The phonetic pronunciation for “Gift Causa Mortis” is “gɪft kɔːzə mɔrtɪs”.

Key Takeaways

  • Gift Causa Mortis is a type of gift that is given in anticipation of one’s imminent death. It is established with the expectation that if the person dies, the gift will then fully pass to the recipient, but if the giver survives, he or she can choose to take the gift back.
  • To constitute as a Gift Causa Mortis, there should be a clear intention from the donor (the giver) of making an immediate gift, but on a condition that it should take effect only on his or her death due to a particular illness or peril that he or she is currently suffering from.
  • Gift Causa Mortis is revocable by the donor at any time before his or her death and it becomes void if the donor survives the illness or peril, or if the recipient dies before the donor. Also, if the gifted property is sold or given to someone else by the donor before the peril causes the death then also it becomes void.

Importance

The term “Gift Causa Mortis” is significant in the business/finance realm as it pertains to the transfer of property or assets. This specific type of gift is given by a person who believes they are about to die and wants to distribute their property. This provides a legal means for the imminent decedent to reduce their taxable estate, potentially benefiting their heirs.
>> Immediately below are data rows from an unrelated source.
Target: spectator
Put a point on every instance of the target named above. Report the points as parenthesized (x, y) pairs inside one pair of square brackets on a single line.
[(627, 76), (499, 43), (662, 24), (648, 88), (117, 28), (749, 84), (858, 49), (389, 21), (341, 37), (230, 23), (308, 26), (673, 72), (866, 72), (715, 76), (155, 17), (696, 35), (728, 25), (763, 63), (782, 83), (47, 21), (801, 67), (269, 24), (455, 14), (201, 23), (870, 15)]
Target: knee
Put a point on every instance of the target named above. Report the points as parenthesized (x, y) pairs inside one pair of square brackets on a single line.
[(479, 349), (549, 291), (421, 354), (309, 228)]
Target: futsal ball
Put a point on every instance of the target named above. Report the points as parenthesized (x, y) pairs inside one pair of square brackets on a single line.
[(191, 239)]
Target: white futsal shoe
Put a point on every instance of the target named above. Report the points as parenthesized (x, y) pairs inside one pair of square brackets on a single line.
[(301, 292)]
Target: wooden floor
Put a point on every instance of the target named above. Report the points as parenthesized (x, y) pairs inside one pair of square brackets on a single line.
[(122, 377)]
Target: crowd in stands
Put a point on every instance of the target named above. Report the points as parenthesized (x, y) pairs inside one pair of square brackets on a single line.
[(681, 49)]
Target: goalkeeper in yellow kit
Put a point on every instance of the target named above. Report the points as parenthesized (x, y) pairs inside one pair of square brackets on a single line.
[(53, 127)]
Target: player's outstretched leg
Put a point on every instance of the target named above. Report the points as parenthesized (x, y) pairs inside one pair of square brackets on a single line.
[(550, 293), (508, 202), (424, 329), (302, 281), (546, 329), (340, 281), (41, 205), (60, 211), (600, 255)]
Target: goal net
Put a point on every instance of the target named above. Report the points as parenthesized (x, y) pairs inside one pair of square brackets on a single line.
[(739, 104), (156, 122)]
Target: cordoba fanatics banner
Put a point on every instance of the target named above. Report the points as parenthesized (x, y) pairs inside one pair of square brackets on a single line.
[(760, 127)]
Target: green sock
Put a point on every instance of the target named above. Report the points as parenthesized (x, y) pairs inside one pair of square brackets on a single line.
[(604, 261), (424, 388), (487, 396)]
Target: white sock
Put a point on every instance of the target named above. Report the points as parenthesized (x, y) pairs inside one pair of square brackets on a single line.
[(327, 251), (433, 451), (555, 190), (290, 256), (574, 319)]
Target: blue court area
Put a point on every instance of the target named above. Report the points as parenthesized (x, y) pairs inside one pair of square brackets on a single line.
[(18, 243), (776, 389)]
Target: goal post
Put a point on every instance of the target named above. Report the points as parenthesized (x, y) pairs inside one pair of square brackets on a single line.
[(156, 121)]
However, if the giver doesn’t die as anticipated or recovers from the illness, the gift can be revoked. Therefore, understanding “Gift Causa Mortis” is crucial for estate planning, financial planning and tax implications. It also carries implications for the recipient because such a gift can carry tax implications, depending on the laws of the jurisdiction.

Explanation

Gift Causa Mortis, deriving from Latin term meaning “gift in contemplation of death,” plays a significant role in estate planning and wealth management. The purpose of a Gift Causa Mortis is to allow an individual, anticipating imminent death, to transfer ownership of an asset to a designated recipient without the burdensome process of a will. The grantor’s intention is that the gift will not take effect until their death, helping them to achieve a level of peace of mind, knowing their assets will go to their intended beneficiaries. Moreover, the Gift Causa Mortis has useful implications in the realm of taxes.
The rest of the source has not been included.